Originally Posted by *ionstorm66* 
Do pfsense routers count?

ehh yes and no... anything interesting about yours?

and Xraven771 welcome to the club


----------



## Freekers

May I say that I lolled so hard that I almost fell of my chair while reading trough this topic and watching pictures ?
But, I have to admit, those things run very hot during summer and the idea is good ! I like it ! Heck, I might even try it !
Thanks for the inspiration !


----------



## Xraven771

Quote:


Originally Posted by *k4m1k4z3* 
Wow, that's quite a hack-job.








You shouldn't have any more heat problems on that... even if the fan dies. It has plenty of ventilation.

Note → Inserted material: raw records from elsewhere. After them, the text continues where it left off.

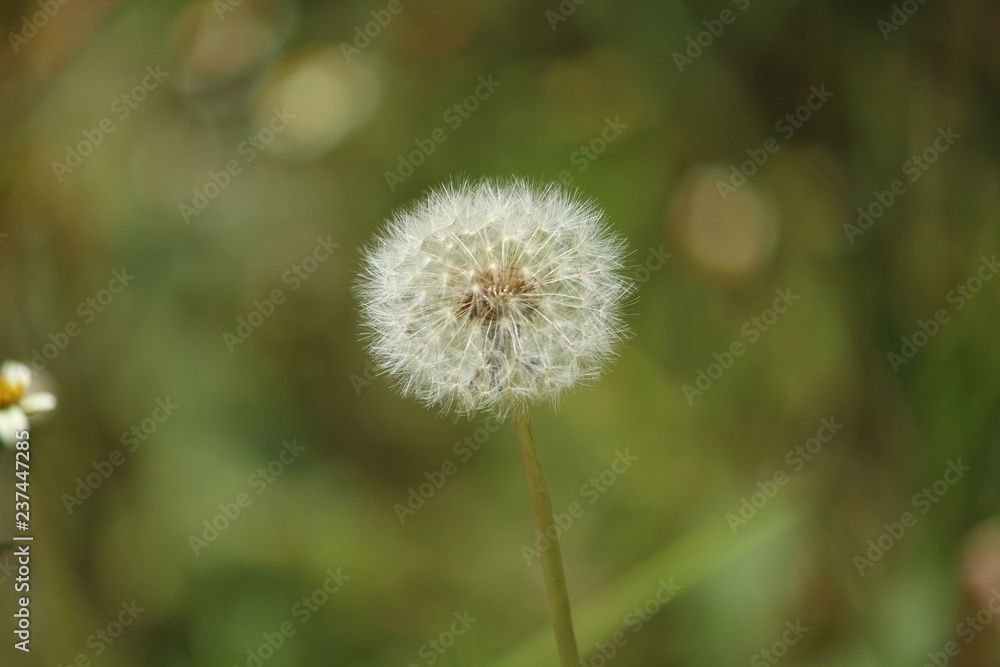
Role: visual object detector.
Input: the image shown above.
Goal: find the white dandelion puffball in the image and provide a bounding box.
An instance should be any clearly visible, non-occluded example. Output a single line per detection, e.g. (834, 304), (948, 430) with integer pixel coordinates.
(357, 180), (631, 416)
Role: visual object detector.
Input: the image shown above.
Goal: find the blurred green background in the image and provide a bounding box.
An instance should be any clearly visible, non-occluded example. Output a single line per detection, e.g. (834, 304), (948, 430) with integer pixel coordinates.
(0, 0), (1000, 667)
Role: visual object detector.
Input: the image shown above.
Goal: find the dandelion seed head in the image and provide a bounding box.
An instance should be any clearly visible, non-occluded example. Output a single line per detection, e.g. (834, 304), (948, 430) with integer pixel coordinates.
(357, 180), (631, 416)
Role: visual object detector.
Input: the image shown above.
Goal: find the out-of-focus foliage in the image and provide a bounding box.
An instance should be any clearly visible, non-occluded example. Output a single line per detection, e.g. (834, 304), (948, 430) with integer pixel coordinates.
(0, 0), (1000, 667)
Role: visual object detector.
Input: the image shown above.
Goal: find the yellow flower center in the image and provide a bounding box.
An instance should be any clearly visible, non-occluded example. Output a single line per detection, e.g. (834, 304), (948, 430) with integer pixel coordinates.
(0, 378), (24, 410)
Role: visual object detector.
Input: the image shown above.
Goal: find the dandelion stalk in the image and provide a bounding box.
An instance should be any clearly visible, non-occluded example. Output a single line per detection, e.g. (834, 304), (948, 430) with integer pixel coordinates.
(357, 179), (632, 667)
(514, 406), (580, 667)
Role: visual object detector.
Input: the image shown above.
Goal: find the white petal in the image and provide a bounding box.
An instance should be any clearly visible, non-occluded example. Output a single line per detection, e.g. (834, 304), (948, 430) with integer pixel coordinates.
(0, 361), (31, 389)
(20, 391), (56, 414)
(0, 406), (28, 446)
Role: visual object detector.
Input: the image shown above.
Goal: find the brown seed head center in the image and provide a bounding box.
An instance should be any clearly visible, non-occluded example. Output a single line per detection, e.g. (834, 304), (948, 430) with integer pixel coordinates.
(455, 266), (539, 326)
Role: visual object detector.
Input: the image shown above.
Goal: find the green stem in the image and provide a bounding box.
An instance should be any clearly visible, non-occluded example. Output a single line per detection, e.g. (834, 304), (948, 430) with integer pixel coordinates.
(514, 406), (580, 667)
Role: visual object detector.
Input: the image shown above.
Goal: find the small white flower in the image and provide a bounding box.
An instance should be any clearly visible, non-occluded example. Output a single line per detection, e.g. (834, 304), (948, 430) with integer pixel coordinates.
(0, 361), (56, 447)
(358, 180), (631, 416)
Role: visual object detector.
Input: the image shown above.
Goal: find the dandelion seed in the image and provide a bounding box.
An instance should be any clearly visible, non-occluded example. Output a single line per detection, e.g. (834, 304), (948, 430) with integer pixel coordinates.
(358, 180), (631, 416)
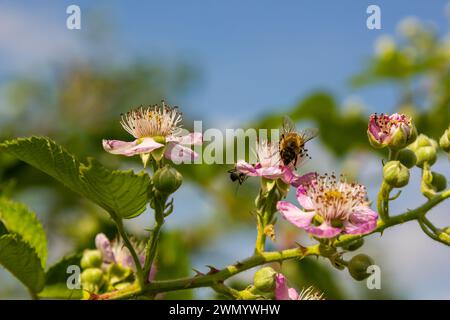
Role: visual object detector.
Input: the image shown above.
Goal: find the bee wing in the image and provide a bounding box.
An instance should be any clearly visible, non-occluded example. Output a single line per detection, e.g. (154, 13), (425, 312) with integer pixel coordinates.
(300, 128), (319, 143)
(281, 116), (296, 134)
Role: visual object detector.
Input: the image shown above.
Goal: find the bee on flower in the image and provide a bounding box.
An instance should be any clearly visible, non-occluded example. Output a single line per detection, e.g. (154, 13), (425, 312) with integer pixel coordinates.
(277, 174), (378, 238)
(275, 273), (324, 300)
(103, 101), (203, 167)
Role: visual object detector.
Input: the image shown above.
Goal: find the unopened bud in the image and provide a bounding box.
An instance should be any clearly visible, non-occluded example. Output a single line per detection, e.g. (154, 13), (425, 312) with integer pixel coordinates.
(342, 238), (364, 251)
(397, 149), (417, 169)
(348, 254), (374, 281)
(253, 267), (277, 292)
(383, 161), (409, 188)
(81, 268), (103, 286)
(80, 250), (102, 269)
(439, 128), (450, 152)
(431, 171), (447, 192)
(153, 165), (183, 194)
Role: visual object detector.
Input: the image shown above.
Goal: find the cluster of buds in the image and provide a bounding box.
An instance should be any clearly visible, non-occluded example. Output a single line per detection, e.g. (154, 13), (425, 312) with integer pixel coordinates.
(239, 267), (324, 300)
(80, 233), (156, 298)
(367, 113), (417, 150)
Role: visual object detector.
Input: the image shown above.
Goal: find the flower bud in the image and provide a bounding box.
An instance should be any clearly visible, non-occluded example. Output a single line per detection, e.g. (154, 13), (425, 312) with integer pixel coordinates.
(439, 128), (450, 152)
(253, 267), (277, 292)
(367, 113), (417, 150)
(431, 171), (447, 192)
(383, 161), (409, 188)
(342, 238), (364, 251)
(397, 149), (417, 169)
(153, 165), (183, 194)
(81, 268), (103, 286)
(416, 146), (437, 168)
(80, 250), (102, 269)
(348, 254), (374, 281)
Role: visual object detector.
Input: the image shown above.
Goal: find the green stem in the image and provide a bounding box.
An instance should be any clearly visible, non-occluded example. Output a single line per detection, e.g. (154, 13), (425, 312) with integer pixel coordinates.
(115, 218), (144, 286)
(255, 216), (266, 253)
(96, 245), (319, 299)
(96, 189), (450, 299)
(144, 222), (162, 282)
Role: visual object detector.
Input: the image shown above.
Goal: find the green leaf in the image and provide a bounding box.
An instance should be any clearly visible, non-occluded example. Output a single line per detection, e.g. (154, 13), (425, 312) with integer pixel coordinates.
(0, 198), (47, 268)
(80, 159), (150, 218)
(39, 253), (83, 299)
(0, 137), (150, 218)
(0, 234), (45, 293)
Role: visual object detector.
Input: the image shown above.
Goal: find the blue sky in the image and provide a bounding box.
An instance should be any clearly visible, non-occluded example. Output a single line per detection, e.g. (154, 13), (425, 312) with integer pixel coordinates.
(0, 0), (448, 124)
(0, 0), (450, 298)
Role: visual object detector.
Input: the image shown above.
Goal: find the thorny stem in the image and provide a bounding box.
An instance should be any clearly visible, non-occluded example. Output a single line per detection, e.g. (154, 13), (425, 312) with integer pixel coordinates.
(115, 218), (144, 286)
(94, 189), (450, 299)
(255, 186), (276, 253)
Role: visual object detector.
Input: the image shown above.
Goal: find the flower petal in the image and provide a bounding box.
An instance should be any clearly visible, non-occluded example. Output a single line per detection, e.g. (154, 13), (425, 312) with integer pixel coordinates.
(288, 288), (299, 300)
(166, 132), (203, 146)
(95, 233), (115, 263)
(296, 185), (314, 210)
(277, 201), (315, 228)
(256, 166), (283, 179)
(305, 222), (342, 238)
(236, 160), (258, 177)
(103, 138), (164, 157)
(164, 142), (198, 164)
(344, 206), (378, 234)
(275, 273), (290, 300)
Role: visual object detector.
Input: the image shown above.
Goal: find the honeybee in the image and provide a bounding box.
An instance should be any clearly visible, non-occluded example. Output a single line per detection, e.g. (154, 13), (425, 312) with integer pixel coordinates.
(228, 168), (248, 185)
(279, 116), (318, 168)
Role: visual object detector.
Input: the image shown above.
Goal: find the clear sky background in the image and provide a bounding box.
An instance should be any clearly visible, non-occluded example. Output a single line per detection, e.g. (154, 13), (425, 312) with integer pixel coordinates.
(0, 0), (450, 299)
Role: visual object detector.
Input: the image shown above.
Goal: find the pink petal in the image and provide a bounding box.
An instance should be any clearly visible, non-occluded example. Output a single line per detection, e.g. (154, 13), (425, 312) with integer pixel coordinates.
(305, 222), (342, 238)
(164, 142), (198, 164)
(296, 186), (314, 210)
(102, 140), (138, 156)
(275, 273), (290, 300)
(236, 160), (258, 177)
(344, 206), (378, 234)
(103, 138), (164, 157)
(256, 166), (283, 179)
(277, 201), (315, 228)
(95, 233), (115, 263)
(166, 132), (203, 146)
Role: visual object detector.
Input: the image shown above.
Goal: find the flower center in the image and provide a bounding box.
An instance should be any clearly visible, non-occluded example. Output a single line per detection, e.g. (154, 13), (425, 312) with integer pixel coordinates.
(120, 101), (182, 139)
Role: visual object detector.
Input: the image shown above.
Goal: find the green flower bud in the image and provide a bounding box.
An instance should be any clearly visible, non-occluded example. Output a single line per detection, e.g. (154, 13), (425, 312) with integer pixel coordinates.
(348, 254), (374, 281)
(153, 165), (183, 194)
(439, 128), (450, 152)
(319, 243), (336, 257)
(397, 149), (417, 169)
(342, 238), (364, 251)
(383, 161), (409, 188)
(253, 267), (277, 292)
(416, 146), (437, 168)
(81, 268), (103, 286)
(431, 171), (447, 192)
(408, 133), (433, 151)
(80, 250), (102, 269)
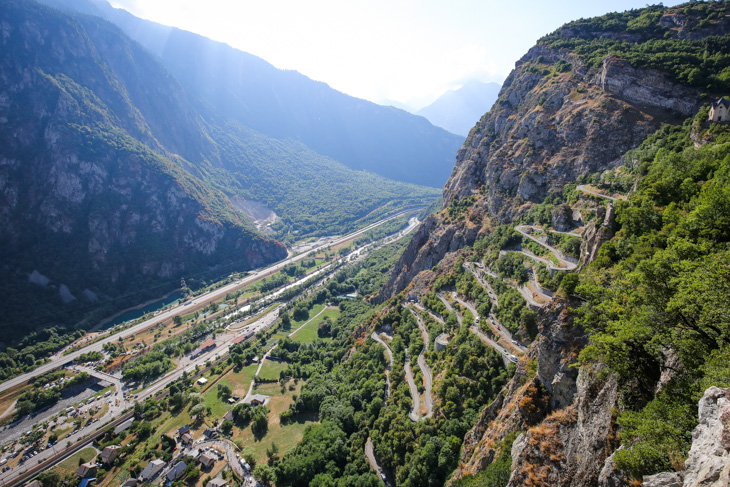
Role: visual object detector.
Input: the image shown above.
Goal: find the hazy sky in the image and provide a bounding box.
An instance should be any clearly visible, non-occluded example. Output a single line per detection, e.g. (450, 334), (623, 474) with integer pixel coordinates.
(106, 0), (680, 108)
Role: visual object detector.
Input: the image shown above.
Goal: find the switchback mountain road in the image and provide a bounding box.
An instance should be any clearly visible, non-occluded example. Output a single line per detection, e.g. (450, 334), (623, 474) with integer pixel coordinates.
(575, 184), (628, 201)
(405, 352), (421, 423)
(515, 225), (578, 271)
(406, 306), (433, 418)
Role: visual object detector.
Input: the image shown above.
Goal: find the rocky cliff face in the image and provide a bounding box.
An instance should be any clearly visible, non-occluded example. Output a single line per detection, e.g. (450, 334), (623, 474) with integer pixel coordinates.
(383, 9), (702, 297)
(643, 386), (730, 487)
(0, 1), (286, 338)
(453, 302), (618, 487)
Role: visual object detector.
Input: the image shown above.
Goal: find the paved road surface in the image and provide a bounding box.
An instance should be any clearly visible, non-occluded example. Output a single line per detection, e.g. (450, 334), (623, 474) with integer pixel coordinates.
(0, 209), (415, 392)
(405, 355), (421, 422)
(454, 295), (527, 353)
(515, 225), (578, 271)
(437, 292), (464, 326)
(406, 306), (433, 418)
(365, 437), (390, 487)
(0, 210), (418, 485)
(370, 332), (393, 401)
(575, 184), (628, 201)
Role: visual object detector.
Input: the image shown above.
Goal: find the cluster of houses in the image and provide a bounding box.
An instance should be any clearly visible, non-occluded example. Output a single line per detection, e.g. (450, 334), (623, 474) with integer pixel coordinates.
(64, 425), (228, 487)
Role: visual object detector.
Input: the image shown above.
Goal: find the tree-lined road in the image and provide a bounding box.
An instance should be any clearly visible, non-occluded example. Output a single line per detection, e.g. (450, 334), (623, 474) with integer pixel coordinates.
(0, 209), (418, 392)
(406, 306), (433, 418)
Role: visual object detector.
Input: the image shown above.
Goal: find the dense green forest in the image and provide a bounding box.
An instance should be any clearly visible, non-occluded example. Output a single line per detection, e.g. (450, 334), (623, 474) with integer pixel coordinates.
(576, 111), (730, 476)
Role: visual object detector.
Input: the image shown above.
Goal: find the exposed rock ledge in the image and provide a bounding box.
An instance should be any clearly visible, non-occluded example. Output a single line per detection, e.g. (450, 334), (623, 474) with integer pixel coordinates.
(644, 386), (730, 487)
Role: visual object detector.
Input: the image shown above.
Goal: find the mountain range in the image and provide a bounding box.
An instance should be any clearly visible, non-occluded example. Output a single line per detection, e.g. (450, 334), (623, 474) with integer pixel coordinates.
(0, 0), (461, 337)
(39, 0), (463, 187)
(416, 80), (500, 137)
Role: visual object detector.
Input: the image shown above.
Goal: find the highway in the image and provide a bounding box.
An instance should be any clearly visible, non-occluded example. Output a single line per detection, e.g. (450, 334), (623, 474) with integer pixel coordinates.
(0, 215), (418, 485)
(0, 209), (417, 392)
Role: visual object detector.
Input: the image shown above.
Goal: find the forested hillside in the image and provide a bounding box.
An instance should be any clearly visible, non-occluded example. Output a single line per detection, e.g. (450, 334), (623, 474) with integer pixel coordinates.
(0, 0), (437, 339)
(233, 2), (730, 487)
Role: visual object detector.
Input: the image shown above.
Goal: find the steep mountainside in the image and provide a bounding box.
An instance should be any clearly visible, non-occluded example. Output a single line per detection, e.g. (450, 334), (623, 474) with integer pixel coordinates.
(38, 0), (463, 187)
(0, 1), (286, 337)
(417, 80), (500, 137)
(383, 3), (727, 302)
(0, 0), (436, 338)
(376, 2), (730, 487)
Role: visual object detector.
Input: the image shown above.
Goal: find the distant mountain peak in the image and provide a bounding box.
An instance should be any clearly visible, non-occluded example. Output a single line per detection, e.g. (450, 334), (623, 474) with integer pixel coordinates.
(416, 79), (501, 137)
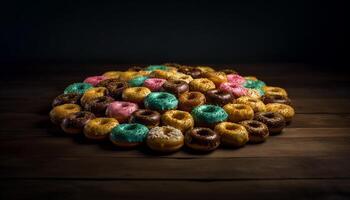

late reply but yeah dose the job and less connection problems now like disconnected and also the fan on it is really quiet so don't really know its on


----------



## ionstorm66

My WRT54GS v5
CPU: Broadcom BCM5352 over clocked to *250 Mhz*
RAM: 128 Megabits synchronous DRAM @ 166MHz
ROM: Custom added Macronix 32 megabit Flash ROM
Fan: Stock AMD Phenom II heat sink fan.
Heatsink: Old P4 chipset heatsink.


----------



## floodx

Quote:


Originally Posted by *ionstorm66* 
My WRT54GS v5
CPU: Broadcom BCM5352 over clocked to *250 Mhz*
RAM: 128 Megabits synchronous DRAM @ 166MHz
ROM: Custom added Macronix 32 megabit Flash ROM
Fan: Stock AMD Phenom II heat sink fan.
Heatsink: Old P4 chipset heatsink.









No wonder you need increased ventilation! Look at that mess of wires!


----------



## ionstorm66

Well the bottom and top vents next to the fan are blocked off with tape so that the fan blows air at me, which helps keep me cool as well







.


----------



## repo_man

I just modded mine yesterday with some heatsinks. I'll have to post pics. No fan on it yet but I did drill out the holes and add the aforementioned heatsinks!


----------



## djcjrobb

My class project was to install DD-WRT Linux on a router. I took this a step farther by adding water cooling.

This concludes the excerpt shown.